Alexander Voloshin, former chairman of mining company Norilsk Nickel, said Thursday that he agreed to be nominated to the board of potash producer Uralkali.
He accepted the proposal of Uralkali’s controlling shareholder Suleiman Kerimov to join the board, Voloshin said, adding that it remains to be seen whether he will become chairman. Uralkali will have a shareholders meeting Sept. 17 to re-elect the board, according to its web site.
A source close to Uralkali said that for the first time in 14 years, Dmitry Rybolovlev, former owner turned minority shareholder, would not be part of the board. Instead, Andrei Konogorov, long-time associate and former president of Uralkali, will represent Rybolovlev's interests.

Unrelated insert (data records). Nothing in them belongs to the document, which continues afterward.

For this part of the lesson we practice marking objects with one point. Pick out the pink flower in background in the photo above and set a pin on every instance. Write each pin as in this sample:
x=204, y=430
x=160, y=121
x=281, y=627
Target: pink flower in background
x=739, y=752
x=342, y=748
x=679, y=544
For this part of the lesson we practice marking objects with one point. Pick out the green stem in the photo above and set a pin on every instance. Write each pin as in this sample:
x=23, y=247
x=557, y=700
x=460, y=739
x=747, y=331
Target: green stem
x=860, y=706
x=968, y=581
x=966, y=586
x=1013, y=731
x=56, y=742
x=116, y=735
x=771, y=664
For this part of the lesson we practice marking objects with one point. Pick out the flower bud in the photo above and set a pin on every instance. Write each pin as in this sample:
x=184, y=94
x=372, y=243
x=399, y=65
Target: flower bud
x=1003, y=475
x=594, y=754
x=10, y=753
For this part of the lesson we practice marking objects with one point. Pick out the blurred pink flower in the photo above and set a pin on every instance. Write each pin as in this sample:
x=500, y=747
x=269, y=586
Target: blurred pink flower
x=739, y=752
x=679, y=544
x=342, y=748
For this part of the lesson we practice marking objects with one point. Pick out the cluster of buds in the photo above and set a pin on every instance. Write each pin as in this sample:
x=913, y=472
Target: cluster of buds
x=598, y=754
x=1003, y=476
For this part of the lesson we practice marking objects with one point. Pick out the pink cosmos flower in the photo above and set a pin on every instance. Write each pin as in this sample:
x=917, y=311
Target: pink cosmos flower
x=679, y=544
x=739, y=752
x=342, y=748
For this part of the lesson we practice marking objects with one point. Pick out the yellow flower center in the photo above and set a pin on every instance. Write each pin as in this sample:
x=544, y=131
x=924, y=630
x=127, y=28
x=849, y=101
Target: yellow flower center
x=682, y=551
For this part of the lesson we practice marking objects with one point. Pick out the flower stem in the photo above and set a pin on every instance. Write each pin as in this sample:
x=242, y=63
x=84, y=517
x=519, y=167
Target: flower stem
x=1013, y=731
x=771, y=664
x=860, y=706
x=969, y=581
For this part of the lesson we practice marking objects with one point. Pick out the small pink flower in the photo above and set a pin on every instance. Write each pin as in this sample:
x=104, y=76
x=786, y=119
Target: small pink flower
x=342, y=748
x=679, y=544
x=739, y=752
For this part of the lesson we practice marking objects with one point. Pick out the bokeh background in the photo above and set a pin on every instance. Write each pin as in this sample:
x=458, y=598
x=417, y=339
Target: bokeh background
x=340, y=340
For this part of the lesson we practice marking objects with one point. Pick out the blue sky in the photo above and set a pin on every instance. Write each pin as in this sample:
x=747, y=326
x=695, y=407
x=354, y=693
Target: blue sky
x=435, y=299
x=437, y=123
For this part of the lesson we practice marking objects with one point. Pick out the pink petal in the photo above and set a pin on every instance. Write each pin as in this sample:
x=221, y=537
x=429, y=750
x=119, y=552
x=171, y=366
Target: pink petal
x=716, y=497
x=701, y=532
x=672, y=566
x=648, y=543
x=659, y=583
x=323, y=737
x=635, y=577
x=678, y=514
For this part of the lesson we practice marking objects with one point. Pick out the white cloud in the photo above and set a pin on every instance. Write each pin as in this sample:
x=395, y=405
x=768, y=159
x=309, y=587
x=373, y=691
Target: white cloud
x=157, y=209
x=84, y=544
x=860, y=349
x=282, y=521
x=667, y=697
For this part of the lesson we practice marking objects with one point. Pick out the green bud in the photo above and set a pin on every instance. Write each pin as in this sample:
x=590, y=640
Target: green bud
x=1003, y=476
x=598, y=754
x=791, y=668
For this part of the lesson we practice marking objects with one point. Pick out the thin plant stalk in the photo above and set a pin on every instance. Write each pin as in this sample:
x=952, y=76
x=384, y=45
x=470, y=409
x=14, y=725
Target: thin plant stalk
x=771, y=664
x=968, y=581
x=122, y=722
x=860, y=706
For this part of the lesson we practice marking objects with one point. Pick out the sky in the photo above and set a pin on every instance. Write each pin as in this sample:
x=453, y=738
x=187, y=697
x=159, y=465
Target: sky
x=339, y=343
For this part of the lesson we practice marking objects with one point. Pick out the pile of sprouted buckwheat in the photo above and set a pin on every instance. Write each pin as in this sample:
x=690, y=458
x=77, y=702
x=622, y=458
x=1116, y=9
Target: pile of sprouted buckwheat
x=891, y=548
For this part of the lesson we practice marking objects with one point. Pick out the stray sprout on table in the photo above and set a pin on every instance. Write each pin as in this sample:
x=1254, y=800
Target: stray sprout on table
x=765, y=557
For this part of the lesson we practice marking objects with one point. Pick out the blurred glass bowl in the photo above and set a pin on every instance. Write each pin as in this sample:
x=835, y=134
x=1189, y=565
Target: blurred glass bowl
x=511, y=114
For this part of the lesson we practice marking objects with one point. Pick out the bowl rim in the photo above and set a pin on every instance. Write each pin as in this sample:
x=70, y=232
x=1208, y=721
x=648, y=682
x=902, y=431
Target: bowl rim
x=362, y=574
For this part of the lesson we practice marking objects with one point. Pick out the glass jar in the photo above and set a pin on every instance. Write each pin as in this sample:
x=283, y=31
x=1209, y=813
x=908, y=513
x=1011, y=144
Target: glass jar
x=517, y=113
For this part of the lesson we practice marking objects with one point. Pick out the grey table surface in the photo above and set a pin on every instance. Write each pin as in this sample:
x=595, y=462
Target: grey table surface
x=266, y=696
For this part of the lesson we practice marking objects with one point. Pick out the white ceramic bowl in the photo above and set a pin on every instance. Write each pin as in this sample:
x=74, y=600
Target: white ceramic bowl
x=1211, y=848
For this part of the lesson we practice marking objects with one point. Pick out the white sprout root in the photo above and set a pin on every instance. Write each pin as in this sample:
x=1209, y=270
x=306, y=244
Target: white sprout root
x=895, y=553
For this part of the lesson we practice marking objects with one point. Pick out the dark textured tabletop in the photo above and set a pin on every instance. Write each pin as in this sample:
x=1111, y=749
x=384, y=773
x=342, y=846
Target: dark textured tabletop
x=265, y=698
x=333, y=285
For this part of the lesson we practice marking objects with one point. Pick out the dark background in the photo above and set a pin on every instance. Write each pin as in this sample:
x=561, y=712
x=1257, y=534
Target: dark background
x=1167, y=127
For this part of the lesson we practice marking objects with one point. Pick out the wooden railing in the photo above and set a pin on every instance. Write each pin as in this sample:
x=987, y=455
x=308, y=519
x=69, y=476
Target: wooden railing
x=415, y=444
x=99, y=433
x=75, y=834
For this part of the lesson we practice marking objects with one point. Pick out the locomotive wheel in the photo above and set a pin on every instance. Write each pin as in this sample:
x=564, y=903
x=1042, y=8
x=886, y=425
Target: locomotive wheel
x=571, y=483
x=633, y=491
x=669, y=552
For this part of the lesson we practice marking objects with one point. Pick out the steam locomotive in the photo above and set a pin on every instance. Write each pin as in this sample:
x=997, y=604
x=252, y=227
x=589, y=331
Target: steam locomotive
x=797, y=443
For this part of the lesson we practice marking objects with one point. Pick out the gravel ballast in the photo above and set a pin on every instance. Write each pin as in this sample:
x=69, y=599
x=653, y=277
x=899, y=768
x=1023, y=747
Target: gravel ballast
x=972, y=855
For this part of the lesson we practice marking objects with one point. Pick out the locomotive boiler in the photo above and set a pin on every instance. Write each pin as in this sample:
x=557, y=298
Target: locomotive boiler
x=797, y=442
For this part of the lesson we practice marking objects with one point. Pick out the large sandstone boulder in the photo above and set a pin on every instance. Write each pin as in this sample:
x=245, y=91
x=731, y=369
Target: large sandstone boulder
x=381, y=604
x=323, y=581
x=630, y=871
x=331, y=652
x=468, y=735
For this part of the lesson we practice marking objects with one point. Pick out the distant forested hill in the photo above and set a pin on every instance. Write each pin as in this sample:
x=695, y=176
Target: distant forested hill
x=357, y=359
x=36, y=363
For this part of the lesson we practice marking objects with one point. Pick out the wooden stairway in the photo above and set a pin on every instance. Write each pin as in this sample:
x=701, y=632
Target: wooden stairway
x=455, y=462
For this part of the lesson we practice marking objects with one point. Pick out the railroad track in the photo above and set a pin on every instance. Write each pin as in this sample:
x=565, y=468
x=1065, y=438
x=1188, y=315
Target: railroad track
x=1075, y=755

Alexander Nesis and Filaret Galchev, new co-owners of Uralkali, do plan to hold seats on the board, two sources told Vedomosti earlier. But their names on the list of candidates could not be confirmed Wednesday. Spokespeople for Nesis' IST holding and Galchev's EuroCement did not answer Vedomosti's questions.
Kerimov, a senator from Dagestan, recently became Uralkali's biggest shareholder and shortly before that was named deputy head of the working group for the creation of an international financial center, which Voloshin heads.
Kerimov proposed offering Voloshin the chairmanship because he considers him an extremely qualified manager, from a strategic point of view, said a source close to Uralkali's new shareholders.
Voloshin had chaired Norilsk Nickel's board since December 2008, but at a shareholders meeting this year he did not gather the necessary votes from the shareholders to stay on. United Company RusAl, which nominated Voloshin in accordance with an agreement with its creditor Vneshekonombank, accused the management of wrongdoing during the voting.
The vote ended in an open confrontation between the main owners of Norilsk Nickel: Oleg Deripaska and Vladimir Potanin. Both sides have already promised to buy the other out.
Voloshin's return to head Norilsk's board has not been ruled out. Kerimov, who has already bought stakes in Uralkali and Silvinit, is interested in creating a global mining champion and would like to see Norilsk become a part of it, said an acquaintance of the entrepreneur. He added that if this works out, leadership of the board of directors of a united company could be offered to Voloshin. RusAl, Norilsk Nickel and Potanin's Interros would not comment on this idea Wednesday.
The creation of a global mining company is an interesting idea, said Kirill Chuiko, an analyst at UBS. But it will be difficult to implement and will require a lot of time to coordinate the interests of the shareholders and others.
Norilsk shareholders may not favor such a merger, Voloshin said Thursday.
“Such a deal would require the consent of each largest shareholder of Norilsk, which is not likely at the moment,” he said.